DM: Yes, smoke and mirrors involved as ever – to make sure that each crush really was visually spectacular. One of the desk monitors did actually explode of its own accord. We all had safety goggles on, and the operator wore a safety mask but when that monitor went, half of it got catapulted out of shot and lodged itself into a piece of equipment off camera!

CR: Safety was a big issue?

DM: Very much so. We all stayed at the opposite end of the studio (a very deep space) and we had a large Perspex safety screen to hide behind. Our director of photography, Jonathan Harvey, was able to watch a big hi-def monitor set up behind the safety screen during each take.

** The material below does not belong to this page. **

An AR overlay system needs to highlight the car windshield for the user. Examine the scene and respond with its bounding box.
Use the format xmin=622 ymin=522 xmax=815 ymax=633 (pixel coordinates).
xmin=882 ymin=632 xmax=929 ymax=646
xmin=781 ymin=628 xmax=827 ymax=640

CR: How many desks did you crush?

DM: We created six different crush films for the Vodafone site with a seventh to be buried online somewhere as a bonus. However, we crushed 12 desks in total. We had planned six desk-crushing scenarios: one desk has invoices piled high, another is a more girly desk with diary and fluffy pen on it and so on. We had two takes on each desk type. A seventh desk-crush will be out on the net and that is actually the second take on the diary-scenario desk. I wanted to publish it as a director’s cut because it was such a monumental desk to crush – a huge mahogany beast with leather inlay, brass fittings, the works. It didn’t make it to the site version, but it really did get crushed with style – reduced to matchwood in seconds!

CR: The films on the Vodafone mobile office solutions site all appear very large on-screen and the quality seems much higher than most potentially viral content. What’s the secret?

DM: It was shot on video but we used VariCam HD (high definition). It’s quite a new format – and one I’ve been interested in for the duration. It allows you to have a higher frame rate – you can go up to 60 frames per second (which we did on this) allowing us to slow it down so you can see all the detail in the smashing and exploding of things. Actually, in the finished films you don’t really get a sense of the violence of the real-time crush which took just a few seconds.

CR: So is High Definition video the future for you?

DM: It was certainly perfect for this job and, in fact, during the development of this campaign we’ve realised at Dare that this should be the way forward for shooting good quality web content. Shooting on

Hi-Def allows us to make our footage and video assets “future-proof”. Also, remember that a web browser on most 16-plus inch screens is actually a higher resolution than a standard television PAL picture.

CR: You mentioned smoke and mirrors – how much post was done?

DM: A bit of colour correction and rig removal is about all we did in post. We stuck to the original concept of simply having the desks being crushed; maintaining that industrial feel by not adding superfluous bells and whistles.